The truth was, I’d come a long way since Stanford. Back then, the terror of social interaction had been paralyzing. I’d eaten meals in bathroom stalls to avoid the cafeteria. I’d taken stairs to the tenth floor rather than share an elevator with strangers. Presentation days would leave me physically sick, voice shaking so badly I could barely get through my slides.

Now, I could present to the board without visible tremors. I could attend mandatory team meetings without having a panic attack. I could even engage in small talk by the coffee machine—briefly, awkwardly, but successfully.

But that didn’t mean I’d magically developed the interpersonal skills everyone else seemed to be born with. At twenty-six, I’d never been on a real date. The closest I’d come was that disaster on my twentieth birthday—losing my virginity to a colleague in an encounter I’d approached like a lab experiment, all clinical observation and zero emotional connection. He’d never spoken to me again afterward, and I’d filed the experience under failed trials and moved on.

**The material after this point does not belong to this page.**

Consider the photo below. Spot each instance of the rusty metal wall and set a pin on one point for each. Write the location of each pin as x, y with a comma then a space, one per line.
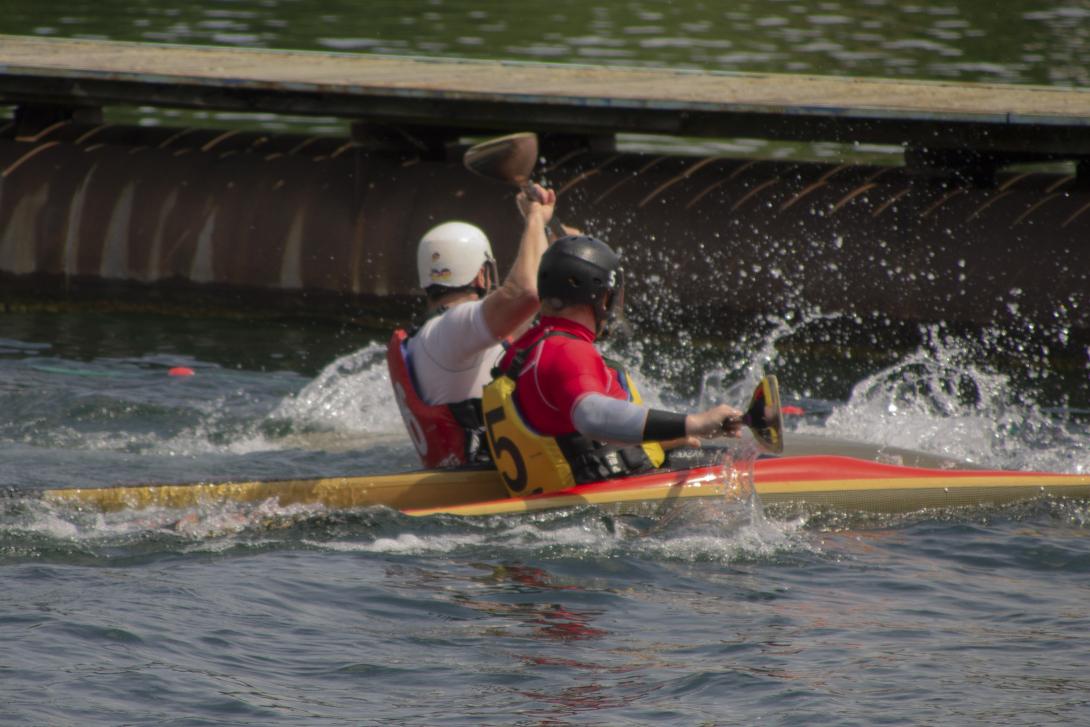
283, 216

Friends were equally challenging. Before Darcy had decided to adopt me three years ago—and that’s really what it was, an adoption—I’d had exactly zero people I could talk to about anything beyond work. She’d simply appeared at my desk one day, announced we were having lunch together, and hadn’t taken no for an answer. Somehow, miraculously, she’d stuck around despite my inability to remember birthdays, my tendency to forget social plans when absorbed in a problem, and my complete failure to understand most of her cultural references.

I glanced at the clock, 10:43 a.m. The facility would be nearly empty. Just the skeleton weekend crew. I could slip in, work for eight or nine hours without interruption, make actual progress on the countermeasure. No Ty Hughes with his distracting presence and his easy smile and his shoulders that looked like they could?—

My phone buzzed, Darcy’s name lighting up the screen.